Parágrafo único. Revogado pela Lei n. 13.467/2017.

O capítulo em comento é quase uma “mini-CLT”, com dispositivos trazendo regras de jornada, períodos de descanso, condições higiênicas e de saúde, limites de objeto de contrato e tutela à maternidade. Possui dispositivos que partem da especialidade de gênero da parte obreira e que têm aplicação privilegiada em tudo aquilo que não colidir com as normas gerais da Consolidação. Portanto, todos os demais dispositivos da CLT possuem aplicação ao labor feminino, caso não haja regra especial no Capítulo III. Havendo trabalho de funcionária menor de 18 anos, aplicam-se primeiramente as regras próprias do trabalho do menor (Capítulo IV), depois as do Capítulo III.

O parágrafo único1 previa a não incidência dos dispositivos seguintes para situações de trabalho familiar. Em verdade, independentemente da revogação da disposição em questão, o trabalho realizado dentro do âmbito da família não é próprio à relação de emprego, de modo que a exclusão alcança toda a CLT.

Sob o ponto de vista da modernização das relações humanas e da igualdade entre homens e mulheres, é positivo ver revogado norma que partia da arcaica presunção de que o estabelecimento pertencia ao homem, com trabalho subordinado da mulher. Ainda, utilizar a palavra “esposo” a CLT partia da concepção tradicional de família institucionalizada em casamento e com pessoas de gêneros diferentes. A atualidade nos mostra que as uniões familiares tendem à ampliação de conceitos, abrangendo uniões informais e alcançando pessoas de mesmo sexo. De qualquer forma, mesmo com a revogação do parágrafo único, a regra a ser retirada é de que trabalho em qualquer ambiente familiar socialmente análogo ao casamento tradicional exclui a relação de emprego. É bem verdade que a contemporaneidade de liquidez de relacionamentos por vezes torna difícil a identificação desse status, e nem sempre é evidente a identificação de estabilidade na união afetiva. Cumpre nessas situações averiguar se intimidade, projeção futura de permanência do relacionamento e compartilhamento de patrimônio são suficientemente robustas para exclusão da subordinação própria ao contrato de emprego.

Art. 373 – A duração normal de trabalho da mulher será de 8 (oito) horas diárias, exceto nos casos para os quais for fixada duração inferior.

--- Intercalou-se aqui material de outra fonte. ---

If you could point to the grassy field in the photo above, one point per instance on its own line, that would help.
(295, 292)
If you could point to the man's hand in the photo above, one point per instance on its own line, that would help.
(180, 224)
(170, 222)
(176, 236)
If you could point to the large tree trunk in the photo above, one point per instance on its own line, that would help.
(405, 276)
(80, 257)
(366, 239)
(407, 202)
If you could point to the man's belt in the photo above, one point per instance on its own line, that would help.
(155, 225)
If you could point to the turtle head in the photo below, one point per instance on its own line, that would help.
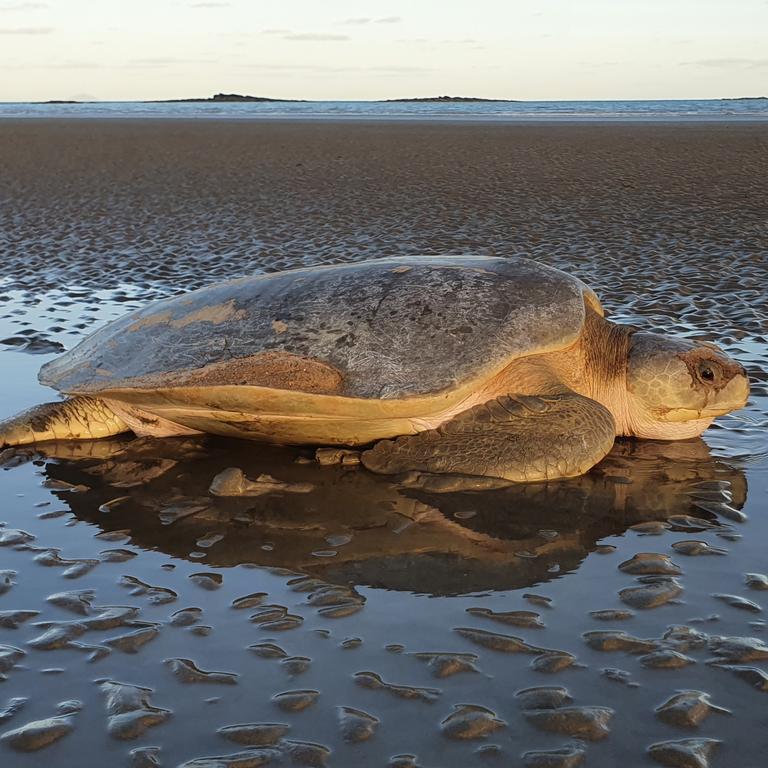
(676, 387)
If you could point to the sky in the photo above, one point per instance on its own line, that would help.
(377, 49)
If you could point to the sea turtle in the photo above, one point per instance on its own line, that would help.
(500, 367)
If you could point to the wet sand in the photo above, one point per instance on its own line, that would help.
(361, 623)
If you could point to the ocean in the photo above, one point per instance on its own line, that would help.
(512, 111)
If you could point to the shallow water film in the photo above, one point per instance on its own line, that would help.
(334, 617)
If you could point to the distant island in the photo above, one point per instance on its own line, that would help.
(453, 99)
(221, 97)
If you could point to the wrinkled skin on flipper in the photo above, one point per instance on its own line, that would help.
(79, 418)
(516, 438)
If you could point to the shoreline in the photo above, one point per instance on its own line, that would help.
(403, 119)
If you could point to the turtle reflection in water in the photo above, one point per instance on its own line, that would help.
(496, 367)
(391, 536)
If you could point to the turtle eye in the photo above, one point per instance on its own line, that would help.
(707, 372)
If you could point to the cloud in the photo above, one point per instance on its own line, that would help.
(325, 68)
(164, 61)
(22, 7)
(79, 64)
(727, 62)
(315, 36)
(26, 30)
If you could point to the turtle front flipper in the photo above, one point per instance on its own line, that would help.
(79, 418)
(519, 438)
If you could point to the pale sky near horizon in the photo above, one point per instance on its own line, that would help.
(378, 49)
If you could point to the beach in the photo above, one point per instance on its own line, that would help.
(365, 623)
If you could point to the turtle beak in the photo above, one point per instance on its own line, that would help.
(730, 397)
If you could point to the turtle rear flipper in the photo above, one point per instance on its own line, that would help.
(79, 418)
(519, 438)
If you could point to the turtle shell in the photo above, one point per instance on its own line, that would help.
(383, 329)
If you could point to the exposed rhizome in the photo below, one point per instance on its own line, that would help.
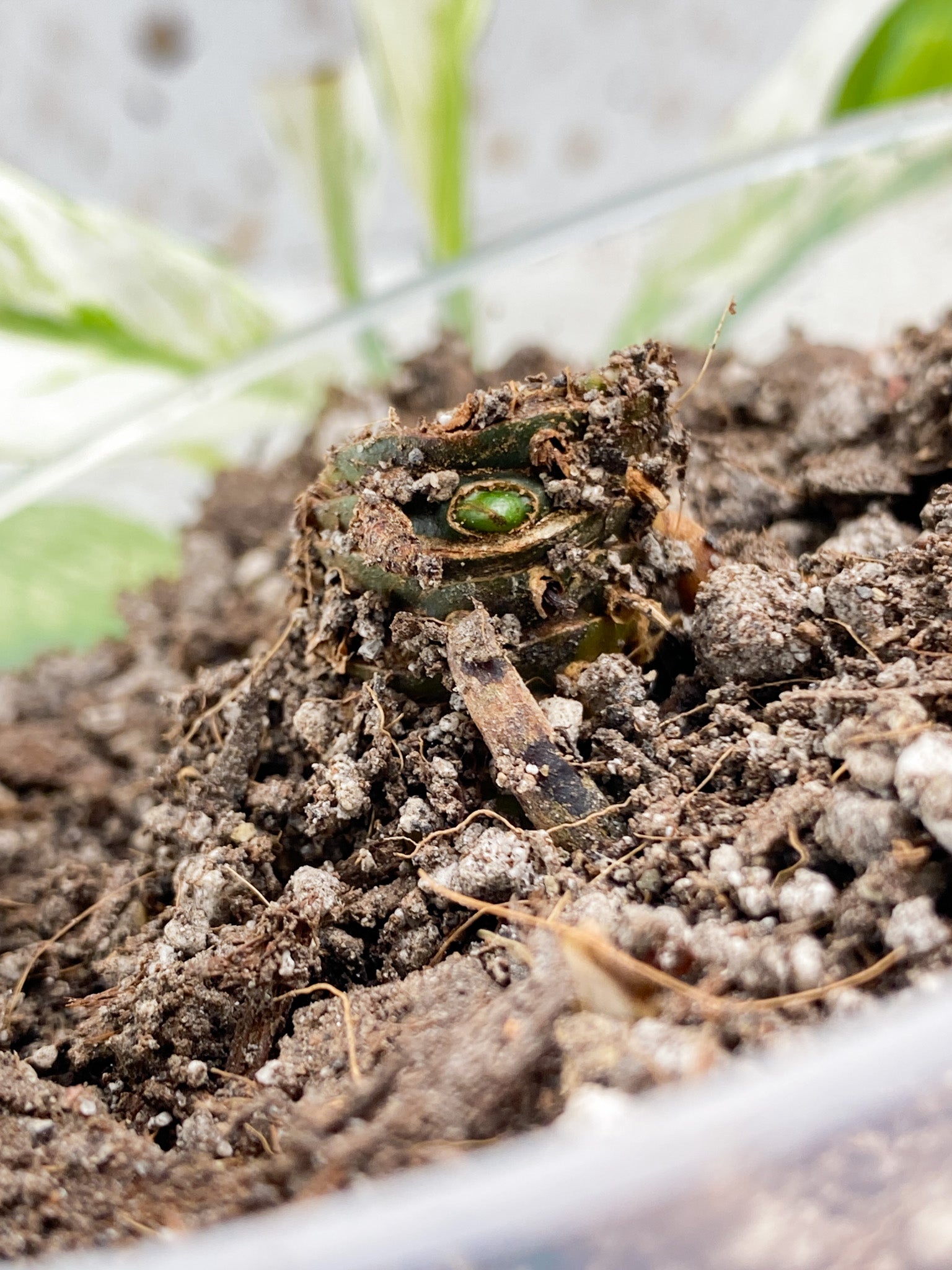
(231, 973)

O dispositivo repete o limite constitucional de jornada (art. 7º, XIII) e, portanto, traz regra compartilhada entre homens e mulheres.

O art. 373 deve, no entanto, ser entendido como de aplicação para o contrato de emprego standart. Convive com as exceções de outras jornadas, como de tempo parcial, de profissões regulamentadas e de limites mais extensos estabelecidos em normas coletivas, e inclusive com as novas determinações oriundas da Reforma Trabalhista, como de possibilidade de jornadas do tipo 12x362.

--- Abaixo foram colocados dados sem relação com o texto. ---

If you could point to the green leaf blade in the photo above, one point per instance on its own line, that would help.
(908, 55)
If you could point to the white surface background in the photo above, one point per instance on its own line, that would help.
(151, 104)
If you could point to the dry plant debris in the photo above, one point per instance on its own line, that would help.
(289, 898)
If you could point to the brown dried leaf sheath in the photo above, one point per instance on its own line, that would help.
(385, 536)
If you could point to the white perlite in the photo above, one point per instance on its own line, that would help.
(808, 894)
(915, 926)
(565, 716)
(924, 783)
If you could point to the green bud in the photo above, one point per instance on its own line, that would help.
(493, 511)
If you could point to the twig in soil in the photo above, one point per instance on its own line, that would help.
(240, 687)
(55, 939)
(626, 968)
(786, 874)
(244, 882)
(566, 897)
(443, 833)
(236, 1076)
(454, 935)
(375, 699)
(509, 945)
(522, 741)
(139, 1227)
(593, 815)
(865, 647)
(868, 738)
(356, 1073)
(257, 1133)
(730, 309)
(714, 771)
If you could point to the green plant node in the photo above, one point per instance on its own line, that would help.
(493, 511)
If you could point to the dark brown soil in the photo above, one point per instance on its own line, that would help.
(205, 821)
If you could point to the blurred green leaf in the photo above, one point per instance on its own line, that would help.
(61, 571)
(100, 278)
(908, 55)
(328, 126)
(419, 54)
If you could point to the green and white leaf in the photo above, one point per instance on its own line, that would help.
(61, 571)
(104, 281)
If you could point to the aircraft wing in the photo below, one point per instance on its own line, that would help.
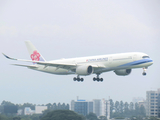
(60, 65)
(46, 64)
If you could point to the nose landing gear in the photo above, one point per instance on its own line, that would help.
(78, 79)
(97, 78)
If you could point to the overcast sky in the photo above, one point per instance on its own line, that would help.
(72, 28)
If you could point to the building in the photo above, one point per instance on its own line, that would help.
(153, 103)
(28, 111)
(137, 99)
(82, 107)
(97, 106)
(40, 109)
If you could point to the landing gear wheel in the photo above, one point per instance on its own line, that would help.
(74, 78)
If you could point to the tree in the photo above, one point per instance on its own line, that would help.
(117, 107)
(62, 115)
(16, 118)
(3, 117)
(91, 116)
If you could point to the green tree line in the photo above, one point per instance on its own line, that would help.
(125, 109)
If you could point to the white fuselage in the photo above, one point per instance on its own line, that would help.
(102, 63)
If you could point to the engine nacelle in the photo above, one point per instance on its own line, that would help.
(84, 70)
(123, 72)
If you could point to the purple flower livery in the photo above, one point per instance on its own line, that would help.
(35, 56)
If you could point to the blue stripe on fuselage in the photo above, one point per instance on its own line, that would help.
(138, 62)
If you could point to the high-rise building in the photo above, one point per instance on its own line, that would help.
(82, 107)
(153, 103)
(97, 106)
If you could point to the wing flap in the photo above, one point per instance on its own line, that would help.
(60, 65)
(30, 66)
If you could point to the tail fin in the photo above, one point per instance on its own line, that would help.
(33, 52)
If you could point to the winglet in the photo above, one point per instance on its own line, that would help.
(9, 57)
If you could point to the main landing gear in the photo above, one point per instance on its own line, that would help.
(78, 79)
(144, 71)
(97, 78)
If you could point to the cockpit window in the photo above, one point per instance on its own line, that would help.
(145, 57)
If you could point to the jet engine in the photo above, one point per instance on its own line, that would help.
(84, 70)
(123, 72)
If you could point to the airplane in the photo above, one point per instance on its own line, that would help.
(122, 64)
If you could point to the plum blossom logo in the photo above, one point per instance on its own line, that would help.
(35, 56)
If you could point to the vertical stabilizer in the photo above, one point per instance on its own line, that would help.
(33, 52)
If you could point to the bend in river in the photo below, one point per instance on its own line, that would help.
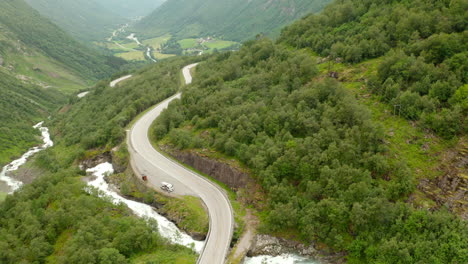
(166, 228)
(14, 184)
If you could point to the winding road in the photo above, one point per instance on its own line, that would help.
(146, 160)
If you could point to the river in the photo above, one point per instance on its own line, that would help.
(12, 184)
(283, 259)
(166, 228)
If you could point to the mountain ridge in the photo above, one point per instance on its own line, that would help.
(233, 20)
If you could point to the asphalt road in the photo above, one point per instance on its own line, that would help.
(146, 160)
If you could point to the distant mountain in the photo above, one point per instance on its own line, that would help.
(229, 19)
(87, 20)
(131, 8)
(34, 31)
(39, 64)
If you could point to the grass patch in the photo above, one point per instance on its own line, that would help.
(188, 43)
(178, 255)
(405, 140)
(156, 42)
(161, 56)
(47, 73)
(132, 55)
(3, 196)
(219, 44)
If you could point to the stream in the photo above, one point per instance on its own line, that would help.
(13, 184)
(166, 228)
(283, 259)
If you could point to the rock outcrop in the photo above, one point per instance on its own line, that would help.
(273, 246)
(96, 160)
(233, 177)
(451, 188)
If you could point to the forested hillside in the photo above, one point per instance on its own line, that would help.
(131, 8)
(83, 19)
(37, 32)
(316, 152)
(22, 105)
(232, 20)
(37, 60)
(55, 219)
(423, 65)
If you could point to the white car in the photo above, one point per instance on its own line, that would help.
(165, 186)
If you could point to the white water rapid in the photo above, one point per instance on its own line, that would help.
(14, 165)
(166, 228)
(148, 53)
(134, 38)
(283, 259)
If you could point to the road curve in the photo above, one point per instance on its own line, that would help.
(146, 160)
(121, 79)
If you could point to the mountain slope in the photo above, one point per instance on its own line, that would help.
(39, 63)
(37, 32)
(230, 19)
(131, 8)
(21, 106)
(84, 19)
(422, 51)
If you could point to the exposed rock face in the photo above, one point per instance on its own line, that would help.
(451, 188)
(273, 246)
(235, 178)
(93, 162)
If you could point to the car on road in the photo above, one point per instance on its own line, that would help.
(165, 186)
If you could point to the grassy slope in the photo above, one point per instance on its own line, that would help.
(83, 19)
(234, 20)
(421, 150)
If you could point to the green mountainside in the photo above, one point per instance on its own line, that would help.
(55, 219)
(229, 19)
(339, 123)
(39, 63)
(87, 20)
(423, 66)
(22, 105)
(131, 8)
(37, 32)
(318, 154)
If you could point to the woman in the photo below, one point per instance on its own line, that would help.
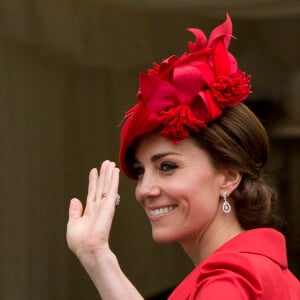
(197, 154)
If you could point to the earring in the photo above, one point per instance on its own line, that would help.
(226, 205)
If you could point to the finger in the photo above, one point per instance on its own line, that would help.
(104, 179)
(112, 188)
(114, 184)
(75, 209)
(92, 187)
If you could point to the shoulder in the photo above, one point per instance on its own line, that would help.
(228, 274)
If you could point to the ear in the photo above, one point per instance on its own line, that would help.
(231, 181)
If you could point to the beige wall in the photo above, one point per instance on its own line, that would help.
(67, 74)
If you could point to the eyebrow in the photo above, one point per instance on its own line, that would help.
(158, 156)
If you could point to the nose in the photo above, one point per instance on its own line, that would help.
(147, 188)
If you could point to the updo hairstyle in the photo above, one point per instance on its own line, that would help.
(239, 141)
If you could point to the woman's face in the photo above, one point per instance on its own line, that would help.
(178, 188)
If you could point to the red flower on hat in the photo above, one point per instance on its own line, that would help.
(187, 92)
(182, 94)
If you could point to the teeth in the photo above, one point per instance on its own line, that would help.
(161, 211)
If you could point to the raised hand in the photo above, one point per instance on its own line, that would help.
(88, 229)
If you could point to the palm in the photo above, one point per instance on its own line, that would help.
(89, 229)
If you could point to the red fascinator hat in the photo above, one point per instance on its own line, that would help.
(183, 94)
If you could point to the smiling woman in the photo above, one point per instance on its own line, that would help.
(197, 154)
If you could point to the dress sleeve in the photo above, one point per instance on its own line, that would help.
(228, 275)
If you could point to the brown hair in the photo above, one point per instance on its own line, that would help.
(239, 141)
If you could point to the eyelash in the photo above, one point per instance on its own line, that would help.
(167, 166)
(164, 166)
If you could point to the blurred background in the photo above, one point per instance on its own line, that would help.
(68, 72)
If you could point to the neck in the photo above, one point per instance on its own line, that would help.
(215, 235)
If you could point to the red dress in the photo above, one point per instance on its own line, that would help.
(252, 265)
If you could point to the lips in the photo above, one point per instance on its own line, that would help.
(157, 212)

Art. 373-A – Ressalvadas as disposições legais destinadas a corrigir as distorções que afetam o acesso da mulher ao mercado de trabalho e certas especificidades estabelecidas nos acordos trabalhistas, é vedado: (Incluído pela Lei n. 9.799, de 26.5.1999)

I – publicar ou fazer publicar anúncio de emprego no qual haja referência ao sexo, à idade, à cor ou situação familiar, salvo quando a natureza da atividade a ser exercida, pública e notoriamente, assim o exigir; (Incluído pela Lei n. 9.799, de 26.5.1999)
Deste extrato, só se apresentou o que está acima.